In the recent discussion over the risks of developing superintelligent machines—that is, machines with general intelligence greater than that of humans—two narratives have emerged. One side argues that if a machine ever achieved advanced intelligence, it would automatically know and care about human values and wouldn’t pose a threat to us.
The opposing side argues that artificial intelligence would “want” to wipe humans out, either out of revenge or an intrinsic desire for survival.
As it turns out, both of these views are wrong. We have little reason to believe a superintelligence will necessarily share human values, and no reason to believe it would place intrinsic value on its own survival either. These arguments make the mistake of anthropomorphising artificial intelligence, projecting human emotions onto an entity that is fundamentally alien.
Let us first reflect for a moment on the vastness of the space of possible minds. In this abstract space, human minds form a tiny cluster. Consider two persons who seem extremely unlike, perhaps Hannah Arendt and Benny Hill. The personality differences between these two individuals may seem almost maximally large. But this is because our intuitions are calibrated on our experience, which samples from the existing human distribution (and to some extent from fictional personalities constructed by the human imagination for the enjoyment of the human imagination). If we zoom out and consider the space of all possible minds, however, we must conceive of these two personalities as virtual clones.

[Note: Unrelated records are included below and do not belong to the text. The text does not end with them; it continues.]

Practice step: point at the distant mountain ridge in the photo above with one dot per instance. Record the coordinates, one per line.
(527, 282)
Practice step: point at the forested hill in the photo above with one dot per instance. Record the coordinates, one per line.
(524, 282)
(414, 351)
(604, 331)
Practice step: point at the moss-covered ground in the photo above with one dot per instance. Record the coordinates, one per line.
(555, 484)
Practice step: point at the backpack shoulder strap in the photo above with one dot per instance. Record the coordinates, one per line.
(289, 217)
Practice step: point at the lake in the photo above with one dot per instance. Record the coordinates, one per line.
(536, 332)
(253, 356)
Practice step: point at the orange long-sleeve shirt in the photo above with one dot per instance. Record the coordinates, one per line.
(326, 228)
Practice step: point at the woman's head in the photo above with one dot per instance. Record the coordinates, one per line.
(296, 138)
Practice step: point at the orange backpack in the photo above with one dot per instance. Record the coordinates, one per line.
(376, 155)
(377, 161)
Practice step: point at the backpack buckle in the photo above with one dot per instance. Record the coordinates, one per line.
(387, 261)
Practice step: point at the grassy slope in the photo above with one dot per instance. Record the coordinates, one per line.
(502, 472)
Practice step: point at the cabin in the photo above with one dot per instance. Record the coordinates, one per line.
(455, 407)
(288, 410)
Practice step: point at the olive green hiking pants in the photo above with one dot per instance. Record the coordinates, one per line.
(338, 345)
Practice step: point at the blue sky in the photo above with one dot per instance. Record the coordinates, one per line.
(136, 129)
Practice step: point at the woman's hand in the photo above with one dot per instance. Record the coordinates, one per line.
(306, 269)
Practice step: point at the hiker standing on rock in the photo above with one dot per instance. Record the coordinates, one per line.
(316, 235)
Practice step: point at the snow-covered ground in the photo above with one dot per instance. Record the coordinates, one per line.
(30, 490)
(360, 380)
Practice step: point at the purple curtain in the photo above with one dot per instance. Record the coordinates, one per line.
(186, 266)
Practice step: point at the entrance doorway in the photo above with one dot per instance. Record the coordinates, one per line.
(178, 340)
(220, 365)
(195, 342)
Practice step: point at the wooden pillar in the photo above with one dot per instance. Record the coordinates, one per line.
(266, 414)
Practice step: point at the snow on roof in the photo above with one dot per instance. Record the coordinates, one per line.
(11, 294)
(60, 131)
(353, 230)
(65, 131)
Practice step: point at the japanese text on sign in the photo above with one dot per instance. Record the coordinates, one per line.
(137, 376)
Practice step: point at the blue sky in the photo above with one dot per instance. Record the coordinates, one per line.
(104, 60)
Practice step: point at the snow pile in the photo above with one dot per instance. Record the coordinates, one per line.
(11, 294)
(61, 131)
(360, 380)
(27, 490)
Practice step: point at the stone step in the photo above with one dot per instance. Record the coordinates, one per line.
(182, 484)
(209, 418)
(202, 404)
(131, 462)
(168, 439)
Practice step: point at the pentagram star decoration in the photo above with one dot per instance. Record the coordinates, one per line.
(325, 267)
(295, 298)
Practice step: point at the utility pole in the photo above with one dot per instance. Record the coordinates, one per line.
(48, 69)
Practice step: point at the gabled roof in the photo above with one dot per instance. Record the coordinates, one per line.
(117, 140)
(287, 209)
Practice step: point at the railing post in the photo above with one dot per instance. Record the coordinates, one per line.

Certainly in terms of neural architecture, Ms. Arendt and Mr. Hill are nearly identical. Imagine their brains lying side by side in quiet repose. You would readily recognize them as two of a kind. You might even be unable to tell which brain belonged to whom. If you looked more closely, studying the morphology of the two brains under a microscope, this impression of fundamental similarity would only be strengthened: You would see the same lamellar organization of the cortex, with the same brain areas, made up of the same types of neuron, soaking in the same bath of neurotransmitters.
Despite the fact that human psychology corresponds to a tiny spot in the space of possible minds, there is a common tendency to project human attributes onto a wide range of alien or artificial cognitive systems. Yudkowsky illustrates this point nicely:
Back in the era of pulp science fiction, magazine covers occasionally depicted a sentient monstrous alien—colloquially known as a bug-eyed monster (BEM)—carrying off an attractive human female in a torn dress. It would seem the artist believed that a non-humanoid alien, with a wholly different evolutionary history, would sexually desire human females.
Probably the artist did not ask whether a giant bug perceives human females as attractive. Rather, a human female in a torn dress is sexy—inherently so, as an intrinsic property. They who made this mistake did not think about the insectoid’s mind: they focused on the woman’s torn dress. If the dress were not torn, the woman would be less sexy; the BEM does not enter into it.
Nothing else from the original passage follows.